パナソニック ホールディングス、パナソニック コネクト、立命館大学の3社は10月3日、視覚と触覚のマルチモーダル情報を使ったサブミリ(1mm以下)の精密位置決め技術であるTactile-Sensitive NewtonianVAE(TS-NVAE)を開発したと発表した。今回開発した技術は、サプライチェーンにおける現場作業の効率化・省人化への貢献が期待できるといい、2030年の実用化を目指す。
新技術は、人間が無意識に行っている高度な視覚・触覚運動制御の仕組みをAI(人工知能)で実現するもので、USBコネクタの挿入作業で成功率100%、位置決め精度0.3mmを達成したという。
実験に用いたロボット・システムでは、ロボットアームにUniversal Robotsの協働ロボットUR5eを使用し、ロボットアーム先端にはROBOTISの二指グリッパであるRH-P12-RN(A)とハンドカメラを取り付け、二指グリッパの片方の指には光学式触覚センサを装着した。ハンドカメラでソケットの位置を推定し、触覚センサでプラグの把持位置を推定する。
視覚情報と触覚情報のセンサ信号は性質が大きく異なるため、潜在空間と呼ばれるサイバー空間において視覚情報と触覚情報の関係性を学習することで、マルチモーダル情報の統合を実現したとのこと。
また同技術では、GelSightと呼ばれるタイプの光学式の触覚センサを採用。これにより、人間を超えるサブミリ精度の把持位置推定が可能という。
提案手法であるTS-NVAEは、学習が簡単で低く手軽に扱える特徴を持つとのこと。

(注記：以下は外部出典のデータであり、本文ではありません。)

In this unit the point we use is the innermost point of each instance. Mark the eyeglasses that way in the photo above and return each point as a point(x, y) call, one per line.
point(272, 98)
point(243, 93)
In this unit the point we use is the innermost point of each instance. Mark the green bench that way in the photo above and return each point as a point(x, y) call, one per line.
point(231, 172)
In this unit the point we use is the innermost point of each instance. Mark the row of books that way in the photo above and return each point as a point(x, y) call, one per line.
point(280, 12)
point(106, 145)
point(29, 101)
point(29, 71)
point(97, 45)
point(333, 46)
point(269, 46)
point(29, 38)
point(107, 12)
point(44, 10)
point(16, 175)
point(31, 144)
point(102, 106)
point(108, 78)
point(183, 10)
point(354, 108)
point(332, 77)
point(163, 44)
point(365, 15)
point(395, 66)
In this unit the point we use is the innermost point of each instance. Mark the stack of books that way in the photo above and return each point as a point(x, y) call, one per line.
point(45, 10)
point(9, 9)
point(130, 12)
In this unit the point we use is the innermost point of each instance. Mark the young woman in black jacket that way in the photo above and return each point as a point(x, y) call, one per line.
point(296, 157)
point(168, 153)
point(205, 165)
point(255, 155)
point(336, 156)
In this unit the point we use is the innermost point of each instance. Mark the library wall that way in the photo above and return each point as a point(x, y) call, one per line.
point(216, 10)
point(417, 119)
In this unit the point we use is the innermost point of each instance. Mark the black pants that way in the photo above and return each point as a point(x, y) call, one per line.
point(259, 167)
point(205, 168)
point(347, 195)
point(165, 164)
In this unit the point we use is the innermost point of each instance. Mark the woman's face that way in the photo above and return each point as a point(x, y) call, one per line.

一般に深層学習(ディープ・ランニング)は訓練に必要なデータ量が非常に多く学習コストが高いと言われるが、TS-NVAEは、今回のコネクタ挿入実験では、ロボットの動作時間にして5分相当のデータのみ使用したとしている。
TS-NVAEはさらに、学習前に集中してデータ収集を行い、学習自体はロボットと切り離してサーバやクラウド上でまとめて実行できる「オフライン学習」という特徴を持っているという。これにより、学習に必要なロボットの占有時間を数分~数十分と短縮可能となったとのこと。
新技術について、サプライチェーン・マネジメント事業(製造、物流、流通)の中でも、特に精密組み立て、梱包、部品供給等の分野での活用が期待できるとしている。
パナソニック コネクトが培ってきたサプライチェーン・マネジメント事業におけるコア・テクノロジー、顔認証などセンシングの技術やFA事業で長年培ってきた制御技術、カメラ・プロジェクタ事業で培ってきた光学技術を組み合わせることで、2030年の実用化を目指す。